Girafe et Tortue l’aperçurent au même moment, avec le même effroi mais d’un point de vue différent, cet aileron de requin blanc qui fendait en deux les eaux paisibles du lagon bleu.
C’est au même moment aussi qu’elles virent un groupe d’enfants qui jouaient autour de leur petit bateau gonflable à gauche, et à droite un couple de touristes à la peau blanche et huilée (des Anglais peut-être, ou des Belges). Ensemble enfin, elles eurent des images horrifiques d’un lagon turquoise virant au carmin.
Elles savaient bien ne pas pouvoir compter sur Marcellin Labrousse qui avait emprunté une bicyclette à son cousin Victoire Malèse (sa mobylette était toujours en panne, probablement à cause de la bougie).
Inutile de compter sur Madame Restoin, la boulangère, qui habitait à 450 km de la première plage, ne connaissait ni Victoire, ni Marcellin, ignorait tout du requin blanc et ne serait donc d’aucun secours dans cette histoire.

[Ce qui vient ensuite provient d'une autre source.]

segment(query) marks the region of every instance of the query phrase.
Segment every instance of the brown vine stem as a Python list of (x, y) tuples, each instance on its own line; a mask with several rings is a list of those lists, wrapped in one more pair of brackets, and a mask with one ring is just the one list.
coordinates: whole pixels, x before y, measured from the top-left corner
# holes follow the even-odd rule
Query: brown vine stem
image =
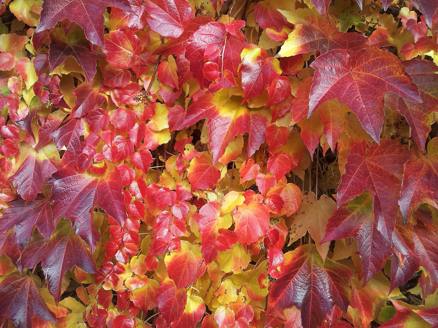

Elles pensèrent alors prévenir Séraphine Déroulède, la pharmacienne (de la pharmacie Legros), qui saurait peut-être quelle conduite tenir.
Malheureusement, Girafe, qui avait un sens de l’orientation déplorable, se perdit pour finir sur le parking du Leclerc (celui de la zone industrielle, pas le petit du centre-ville) et Tortue, qui sans être lente n’était pas rapide, oublia en chemin ce qu’elle devait dire à Mademoiselle Séraphine et ressortit de la pharmacie avec un flacon d’huile d’amande douce.